Excerpt from Redlined

Redlined is an Amazon Best Seller!

PROLOGUE: The Attic

On the night of August 14, 1965, my nineteen-year-old brother, Paul, walked toward flames on Chicago’s deserted Madison Street. He couldn’t reconcile the West Side he’d known since birth with the mayhem unfolding just ahead, where crashing glass and the sucking whoosh of Molotov cocktails played against a smoky red sky. As Paul headed east toward Pulaski Road, a scrum of black men turned a corner and came into view. In moments, they surrounded Paul. One said to him, “What you doin’ here, white boy? Don’t you know they killin’ your kind?”

Nearly thirty years after race riots had wracked our family’s West Garfield Park neighborhood of half a century, Mom had died, just five years after Dad’s death in 1989. Readying our former home for sale, my two brothers and I scoured the house, separating trash from treasure. In the attic, we found our gold.

Standing under naked beams in the dim light, we discovered a large box labeled in my mother’s neat printing: “Lil and Fred’s Letters and Diaries.” I ripped off the packing tape and folded back four cardboard flaps. A misty spray of dust and the odor of old paper wafted up. Peering in, I dug out several small books, the oldest dating to 1927—a diary Mom had started at age ten. Flipping through the pages, I recognized in her youthful handwriting the fledgling swoops and curves of the adult script I knew so well.

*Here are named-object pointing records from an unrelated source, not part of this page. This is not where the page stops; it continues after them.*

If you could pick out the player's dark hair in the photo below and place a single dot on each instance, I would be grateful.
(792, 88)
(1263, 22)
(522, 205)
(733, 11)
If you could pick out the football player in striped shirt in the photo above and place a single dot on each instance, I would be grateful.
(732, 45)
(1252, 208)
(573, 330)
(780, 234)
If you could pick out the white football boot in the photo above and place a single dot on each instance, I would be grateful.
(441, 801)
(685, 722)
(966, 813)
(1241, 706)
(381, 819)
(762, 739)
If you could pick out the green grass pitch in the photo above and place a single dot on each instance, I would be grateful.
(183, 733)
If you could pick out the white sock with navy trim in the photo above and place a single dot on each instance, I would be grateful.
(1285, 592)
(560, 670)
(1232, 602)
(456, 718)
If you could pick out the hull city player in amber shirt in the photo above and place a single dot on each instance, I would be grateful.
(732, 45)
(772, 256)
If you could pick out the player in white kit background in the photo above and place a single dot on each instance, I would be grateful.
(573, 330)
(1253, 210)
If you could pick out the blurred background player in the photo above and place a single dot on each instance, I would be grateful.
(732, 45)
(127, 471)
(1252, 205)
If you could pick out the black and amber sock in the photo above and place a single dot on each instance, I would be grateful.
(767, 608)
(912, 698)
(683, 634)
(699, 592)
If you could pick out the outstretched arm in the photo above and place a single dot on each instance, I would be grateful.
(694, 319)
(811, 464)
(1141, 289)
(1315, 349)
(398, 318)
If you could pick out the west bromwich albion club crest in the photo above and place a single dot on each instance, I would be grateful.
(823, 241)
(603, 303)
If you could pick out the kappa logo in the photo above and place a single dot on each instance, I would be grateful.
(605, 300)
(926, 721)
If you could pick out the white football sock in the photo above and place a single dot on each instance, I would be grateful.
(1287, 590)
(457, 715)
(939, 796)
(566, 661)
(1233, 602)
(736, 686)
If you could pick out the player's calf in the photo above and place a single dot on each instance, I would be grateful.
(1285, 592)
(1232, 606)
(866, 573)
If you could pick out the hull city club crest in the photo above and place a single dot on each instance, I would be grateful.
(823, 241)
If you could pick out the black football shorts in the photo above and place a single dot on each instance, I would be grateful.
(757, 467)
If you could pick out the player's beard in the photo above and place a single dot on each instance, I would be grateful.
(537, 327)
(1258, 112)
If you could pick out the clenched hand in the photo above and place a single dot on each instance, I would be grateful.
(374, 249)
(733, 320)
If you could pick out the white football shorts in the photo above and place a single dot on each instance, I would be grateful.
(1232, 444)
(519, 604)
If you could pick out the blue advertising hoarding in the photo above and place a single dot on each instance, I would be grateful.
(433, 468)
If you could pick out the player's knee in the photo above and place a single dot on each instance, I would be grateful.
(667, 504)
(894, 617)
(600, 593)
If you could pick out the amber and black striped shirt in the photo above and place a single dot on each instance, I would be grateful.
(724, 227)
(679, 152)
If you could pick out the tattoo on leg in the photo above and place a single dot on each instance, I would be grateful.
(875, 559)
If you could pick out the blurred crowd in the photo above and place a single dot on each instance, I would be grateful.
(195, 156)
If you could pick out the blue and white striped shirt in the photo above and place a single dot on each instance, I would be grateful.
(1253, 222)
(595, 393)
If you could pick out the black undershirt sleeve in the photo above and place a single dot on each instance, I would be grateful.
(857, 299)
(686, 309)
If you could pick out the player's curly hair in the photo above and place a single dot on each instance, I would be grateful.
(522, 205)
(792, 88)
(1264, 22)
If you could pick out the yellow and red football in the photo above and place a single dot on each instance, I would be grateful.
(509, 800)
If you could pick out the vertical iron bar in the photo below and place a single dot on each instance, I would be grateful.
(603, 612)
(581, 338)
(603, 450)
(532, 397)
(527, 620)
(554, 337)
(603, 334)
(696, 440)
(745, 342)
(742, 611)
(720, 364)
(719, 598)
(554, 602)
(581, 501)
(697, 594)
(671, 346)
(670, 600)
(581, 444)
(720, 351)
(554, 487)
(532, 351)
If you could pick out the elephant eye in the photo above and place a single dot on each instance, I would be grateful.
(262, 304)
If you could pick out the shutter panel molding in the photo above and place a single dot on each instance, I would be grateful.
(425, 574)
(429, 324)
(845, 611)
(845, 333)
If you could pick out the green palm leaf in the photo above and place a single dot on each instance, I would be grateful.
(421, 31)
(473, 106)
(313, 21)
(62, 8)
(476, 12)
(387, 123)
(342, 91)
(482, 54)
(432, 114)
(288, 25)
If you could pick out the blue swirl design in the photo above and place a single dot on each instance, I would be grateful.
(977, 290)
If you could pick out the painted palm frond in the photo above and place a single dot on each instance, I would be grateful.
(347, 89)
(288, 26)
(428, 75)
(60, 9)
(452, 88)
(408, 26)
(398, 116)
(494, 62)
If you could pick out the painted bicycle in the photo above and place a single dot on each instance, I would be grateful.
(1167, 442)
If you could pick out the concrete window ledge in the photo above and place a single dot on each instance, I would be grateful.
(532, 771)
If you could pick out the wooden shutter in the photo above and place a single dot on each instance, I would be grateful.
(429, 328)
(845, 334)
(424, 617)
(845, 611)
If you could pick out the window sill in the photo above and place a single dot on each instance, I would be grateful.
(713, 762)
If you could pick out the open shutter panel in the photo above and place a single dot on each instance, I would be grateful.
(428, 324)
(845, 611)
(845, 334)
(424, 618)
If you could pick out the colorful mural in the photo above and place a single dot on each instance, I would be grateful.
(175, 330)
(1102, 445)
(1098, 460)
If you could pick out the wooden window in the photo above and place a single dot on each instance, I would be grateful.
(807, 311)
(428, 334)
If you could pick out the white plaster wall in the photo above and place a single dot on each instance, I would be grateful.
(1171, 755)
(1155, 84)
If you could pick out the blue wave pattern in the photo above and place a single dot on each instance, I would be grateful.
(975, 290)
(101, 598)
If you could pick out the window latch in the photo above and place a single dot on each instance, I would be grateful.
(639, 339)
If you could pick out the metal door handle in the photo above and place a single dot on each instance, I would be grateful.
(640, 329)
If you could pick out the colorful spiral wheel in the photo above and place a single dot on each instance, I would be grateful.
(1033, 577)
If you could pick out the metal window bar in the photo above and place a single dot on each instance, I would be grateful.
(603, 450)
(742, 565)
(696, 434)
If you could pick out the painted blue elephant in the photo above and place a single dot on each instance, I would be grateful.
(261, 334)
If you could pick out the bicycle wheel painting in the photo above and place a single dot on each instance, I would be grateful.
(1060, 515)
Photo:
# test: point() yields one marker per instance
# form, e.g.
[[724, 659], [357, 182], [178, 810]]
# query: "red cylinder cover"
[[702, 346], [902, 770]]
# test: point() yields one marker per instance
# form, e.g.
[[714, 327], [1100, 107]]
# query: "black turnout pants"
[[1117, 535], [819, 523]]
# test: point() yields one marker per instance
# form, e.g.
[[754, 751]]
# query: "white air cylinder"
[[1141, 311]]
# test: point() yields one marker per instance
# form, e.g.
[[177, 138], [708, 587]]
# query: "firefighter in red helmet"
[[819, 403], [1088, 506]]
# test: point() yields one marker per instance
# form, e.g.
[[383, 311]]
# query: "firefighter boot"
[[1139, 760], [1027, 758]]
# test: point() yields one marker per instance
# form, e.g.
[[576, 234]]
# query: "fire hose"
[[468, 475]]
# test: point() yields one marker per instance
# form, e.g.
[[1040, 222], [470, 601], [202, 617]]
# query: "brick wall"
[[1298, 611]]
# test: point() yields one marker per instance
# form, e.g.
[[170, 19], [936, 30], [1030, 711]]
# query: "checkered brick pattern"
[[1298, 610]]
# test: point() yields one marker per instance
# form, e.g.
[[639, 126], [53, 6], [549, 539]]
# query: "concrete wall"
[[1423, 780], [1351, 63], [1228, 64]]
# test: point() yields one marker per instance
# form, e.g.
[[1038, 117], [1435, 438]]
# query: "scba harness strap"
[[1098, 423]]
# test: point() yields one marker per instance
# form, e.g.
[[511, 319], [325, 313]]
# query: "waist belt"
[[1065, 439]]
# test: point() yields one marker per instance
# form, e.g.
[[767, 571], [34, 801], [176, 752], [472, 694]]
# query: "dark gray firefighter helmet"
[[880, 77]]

Intermixed with Mom’s diaries were ten years’ worth of Dad’s journals. We pulled out bundles of letters, neatly secured with string, each with a label: “Fred’s and Lil’s Letters, 1949,” then “Fred’s and Lil’s Letters, 1950,” and so on throughout Dad’s thirteen years of travel. Digging deeper, we found a parchment-wrapped package, bound with pink ribbon tied into a bow, like a present across the decades. On the wrapping, Mom had written: “Greeting Cards Between Fred and Lil, 1942–1949,” then another, “1950–1953,” and several more multiyear packets. Farther down were Dad’s annotated daily calendars from the sixties through the eighties, and Mom’s seventeen spiral notebooks, with detailed entries of increasing chaos on the West Side and her rising fury at my father.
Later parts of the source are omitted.